Depois das orientações sobre as velas, fui para casa. Dormi mal naquela noite, tive pesadelos horríveis com porcos assassinos cuspindo batatas quentes mortais e com galinhas sendo dilaceradas por guardas do inferno. Logo cedo, acordei com minha mãe, católica apostólica romana, jogando as velas no lixo, irritada, rezando para que eu me firmasse na vida; desfez-se assim o trabalho espiritual. Há coisas que as religiões não explicam, mas é permitido competirem em meio à nebulosidade pela falta do aclaramento.

Como o conto precisa terminar, mesmo contra minha vontade, digo apenas que me demiti do escritório. Arranjei outro emprego longe dos doutores espirituais, e fiquei sem saber se sangue de galinha preta, misturado com cachaça, causa ressaca em porco ou se as penas pretas são eternas nas memórias do povo de Deus.

Por Ricardo Novais

O caso do bar

Edouard Manet - óleo sobre tela - 1864.

Entrei em um bar e, enquanto aguardava amigos para o happy hour, fiquei a observar dois homens que discutiam sobre política na mesa em frente. Discutiam tão alto que era possível ouvir com exatidão o motivo do entrave.

- Você é idiota, Carlos! É claro que o governo neoliberal traz progresso ao país...

- Não, senhor! O neoliberalismo enrique uma casta e o povão fica na merda! O nosso país deveria seguir a política dos países nórdicos...

Era uma discussão tão superficial que logo me desinteressei. Menos que um quarto de chope, os meus amigos chegaram. Alguma bebida, risos e piadas ao estilo do mestre Ary Toledo depois e eu já estava meio bêbado; meio bêbado é um eufemismo, caro leitor, já que não existe ebriedade pela metade.

- Então você não acha que o campeão de 87 é o Flamengo? – questionei um.

- Claro que não, Heitor! É o Sport do Recife...

Embora fossemos trintões, a nossa discussão era sobre futebol e coisas relacionadas ao ambiente de garotos da 5ª série.

De repente, olhei para frente e vi os dois camaradas que estavam discutindo política saindo do bar, juntos e abraçados, porta fora. A dona leitora bem sabe, a curiosidade alheia é a salvação do tédio do espelho. Então chamei um garçom e lhe perguntei se sabia quem eram aqueles dois.

- Não sei, senhor. Mas acho que se conheceram hoje. Eles chegaram antes do senhor... Bem, quando eles chegaram eu ouvi eles falando... Apresentaram-se formalmente... Acho que tinham marcado o encontro pela internet. Por quê?

- Por nada.

Acabei de beber, dei um abraço nos meus amigos e saí do bar. Poucos metros, vi alguém caído na calçada. Aproximei-me, já havia umas cinco ou seis pessoas envolta. Reconheci o sujeito agonizante na calçada, era um dos homens que estava no bar discutindo política, jaz moribundo; não tinha sinal do outro.

Um senhor velho, de barba branca bem rala, que parecia velar o local, abaixou e sumiu o relógio do morto. Veio mais gente; moradores de rua, seguranças, funcionários do metrô, executivos que estavam saindo do trabalho e duas mulheres da vida e um travesti alto.

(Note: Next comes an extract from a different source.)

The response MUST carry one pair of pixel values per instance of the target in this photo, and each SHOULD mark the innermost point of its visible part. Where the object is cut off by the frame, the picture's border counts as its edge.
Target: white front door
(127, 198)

A esta altura, o morto já tinha perdido a carteira, o celular, a gravata e a honra política; chegou a polícia. A polícia chamou o SAMU. O cadáver, mais político do que nunca, aguardava o rabecão e o seu esquife.

Passei bem um quarto de hora a admirar o espetáculo da morte na república. Depois me afastei, devagar, reflexivo de quem seria o cadáver, de que lado do Fla-Flu ideológico ele se encaixava, em vida e em morte; cheguei em casa e fiquei o resto da noite acordado. Procurei e procurei uma posição política e de ética em uma rede social da internet. Não achei nada além de julgamentos republicanos, esparsos e rancorosos. Perto de amanhecer, eu desisti; e fui ler as notícias esportivas.